La Meltran se detuvo al instante e hizo el saludo meltran llevándose el puño al pecho. —Si Excelencia. —respondió mirando hacia lo alto, hacia la imponente figura holográfica de aquel poderoso ser.
—Ahora está usted bajo mi mando. He revisado los reportes del Archivista Exedore y concuerdo en que sus habilidades son, en efecto, extraordinarias. Queda ascendida al rango de Comandante y tendrá una escuadra de naves a su mando. Preséntese de inmediato en los astilleros del sector ocho para iniciar los preparativos logísticos pertinentes.


Mientras Breka-Nel asi hablaba, un enorme agujero circular se había formado en la plataforma frente a Virya donde la niebla comenzó a caer lentamente por los bordes del mismo. Una enorme sombra surgió de las profundidades al cabo de unos segundos y tras elevarse varios metros por sobre los vapores que se arremolinaban alrededor quedó iluminada por las luces blancas del techo.


Todo había sucedido tan deprisa. Había dejado atrás una historia y ahora otra había comenzado a desarrollarse frente a sus ojos. La guerrera apretó los puños; en realidad no había cambiado nada. Su vida seguía estado atada a las órdenes y caprichos de sus superiores. Asi habia sido siempre
Así era como debía ser.
Su Rau Rojo brillaba como la sangre fresca, su cabina abierta proyectaba una sombra oscura que ocultaba el interior de la armadura como unas enormes fauces abiertas de par en par.

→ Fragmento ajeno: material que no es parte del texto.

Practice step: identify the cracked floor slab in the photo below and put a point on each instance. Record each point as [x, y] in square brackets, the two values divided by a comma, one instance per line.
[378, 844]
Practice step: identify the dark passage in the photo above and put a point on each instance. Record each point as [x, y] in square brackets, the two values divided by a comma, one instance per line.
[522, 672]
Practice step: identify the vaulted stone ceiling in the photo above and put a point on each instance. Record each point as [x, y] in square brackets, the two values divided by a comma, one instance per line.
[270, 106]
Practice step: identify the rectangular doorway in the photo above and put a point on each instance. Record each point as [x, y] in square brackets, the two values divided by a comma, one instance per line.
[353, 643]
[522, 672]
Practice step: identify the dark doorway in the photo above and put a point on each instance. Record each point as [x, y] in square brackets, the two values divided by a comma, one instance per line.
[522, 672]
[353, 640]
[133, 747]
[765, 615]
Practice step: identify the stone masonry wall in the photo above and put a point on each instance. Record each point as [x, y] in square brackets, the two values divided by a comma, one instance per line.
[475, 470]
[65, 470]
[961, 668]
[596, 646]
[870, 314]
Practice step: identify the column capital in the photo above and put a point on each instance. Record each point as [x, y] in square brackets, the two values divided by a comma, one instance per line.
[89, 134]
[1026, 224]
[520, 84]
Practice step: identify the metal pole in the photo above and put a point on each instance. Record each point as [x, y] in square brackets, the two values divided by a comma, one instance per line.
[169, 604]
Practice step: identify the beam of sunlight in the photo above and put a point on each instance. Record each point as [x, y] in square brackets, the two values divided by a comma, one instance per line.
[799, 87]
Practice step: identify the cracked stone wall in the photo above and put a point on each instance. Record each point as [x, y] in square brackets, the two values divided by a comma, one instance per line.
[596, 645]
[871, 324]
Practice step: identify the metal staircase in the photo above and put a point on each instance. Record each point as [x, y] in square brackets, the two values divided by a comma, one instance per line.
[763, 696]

Virya bajó la mano del pecho y se encaminó lentamente a su máquina de guerra, tomando apenas conciencia de la vida que estaba abandonando y la que estaba naciendo frente a ella.
No había vuelto la vista atrás en ningún momento, pero no tuvo más remedio que hacerlo en cuanto hubo saltado dentro de la cabina. Por entre los tenues jirones de humo se podían ver las cápsulas a los pies de aquella monstruosidad latente. Los vidrios eran iluminados por dentro con sucesivos resplandores escarlata. Virya apartó la vista y cerró la cabina para no ver semejante espectáculo.
La oscuridad la envolvió con su familiar atmósfera de intimidad. Aunque Virya sabía que era una sensación momentánea, esos pocos segundos de calma fueron un verdadero oasis para su convulsionada mente.
La pantalla frente a sus ojos se encendió y una interfaz extraña cubrió con docenas de nuevos datos y canales de comunicación las imágenes que se proyectaban a escasos palmos de su rostro. Breka-Nel no solo le había dado el mando de una escuadra completa. Ahora también disponía de las herramientas necesarias para ello.
Virya suspiró y movió sus piernas. La armadura se elevó por sobre la plataforma dejando un remolino de niebla tras sí.